Cine de memoria con perspectiva de género

Si la perspectiva femenina existiera como subgénero en el cine de la memoria, creo que 1976 serviría para exponer algunos de sus parámetros. En primer lugar, la mirada de la película se centra en el proceso íntimo de toma de conciencia social en el ámbito de las violaciones a los DD.HH. durante el Régimen Militar, lo que se produce mediante el énfasis sonoro y visual de una experiencia subjetiva, medio encarnada, del peligro que corre la protagonista. El trabajo de la música original de María Portugal sumado al del sonido directo, crean un ensamble sonoro que corre como una unidad casi independiente a la banda visual, con el cual se genera la sensación de un movimiento que al arrancar desciende, algo que hemos percibido en películas autobiográficas, por ejemplo, en los documentales Visión nocturna, (2020) de Carolina Moscoso, y El silencio es un cuerpo que cae (2017), de Agustina Comedi. Este tipo de montaje hace que el recorrido de la protagonista esté impulsado por la acumulación caótica de emociones, recuerdos, y frases que se escuchan en un plano confuso, es decir, no existe un orden lógico de los acontecimientos que expliquen racionalmente la situación de Carmen, si es que está siendo rodeada y vigilada por personajes de la DINA, o por sus propios fantasmas.

Por otro lado, esta película desarrolla un espacio que es cercano al círculo simbólico de víctimas de la dictadura pero que es difícil de evaluar críticamente. Este concepto de este círculo de víctima se ha expandido paulatinamente en el cine documental, desde los damnificados más inmediatos, hasta incorporar diversas voces de la sociedad como las de generaciones más jóvenes, este es el caso de La quemadura (2009), de René Ballesteros, El edificio de los chilenos (2010), de Macarena Aguiló, e Historia de mi nombre (2020), de Karin Cuyul. En este caso, 1976 podría entenderse como una expanción de la respuesta, desde la ficción, a la dictadura, a través de la emergencia de una figura que ha tenido un presencia marginal. Me refiero a personas de género femenino que dentro del contexto patriarcal de la sociedad chilena y de opresión en la dictadura, mantuvieron su descontento con el régimen militar en silencio, es decir, nunca salieron al espacio público a expresar oposición, no existen en los registros históricos de ese tipo, sin embargo, dentro de sus espacios más intimos existen huellas de estas identidades.

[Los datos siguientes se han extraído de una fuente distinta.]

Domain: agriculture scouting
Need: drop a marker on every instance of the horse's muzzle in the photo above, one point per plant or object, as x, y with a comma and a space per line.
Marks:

A la pregunta de cómo conectar 1976 en el presente, la respuesta se la pido prestada a Sara Ahmed: a través de la “emocionalidad del texto”. Este pensamiento plantea que los afectos no están “en” los textos, sino que circulan, o se pegan, como efectos al nombrar las emociones, en este sentido, el filme de Martelli permite observar a Carmen y a su mundo como objetos unidos a la emoción que produce esta historia. De esta manera, el dolor de Carmen y su miedo, se convierten en el amor que podemos sentir por su figura simbólica. Es por esto que, Carmen se separa del estereotipo de las protagonistas de filmes clásicos, como los de Hitchcock, que hacia el final tienen que pagar su deuda con la vida misma, con la separación de sus seres queridos, o la violación física. El origen de Carmen es distinto, su cuerpo se mantiene ileso a pesar de haber estado en el límite de ver y vivir el horror; su relación con el poder se mantiene inalterada, sobrevive gracias a su embarcación de acero, a su estatus social, pero sobrevive, y en ese acto de resistencia hay un pasaje al presente. Sobrevive gracias al amor que Martelli tiene por el recuerdo de esa mujer, una emoción que se hace pública al atravesar la pantalla, como una ternura que se proyecta en la memoria colectiva a través del recuerdo de las abuelas, cuyas historias ya empezaron a contarse.

 

 


[1] Isabel Cadenas Cañón, Poética de la ausencia. Formas subversivas de la memoria en la cultura visual contemporánea, Ediciones Cátedra, 2019, Madrid.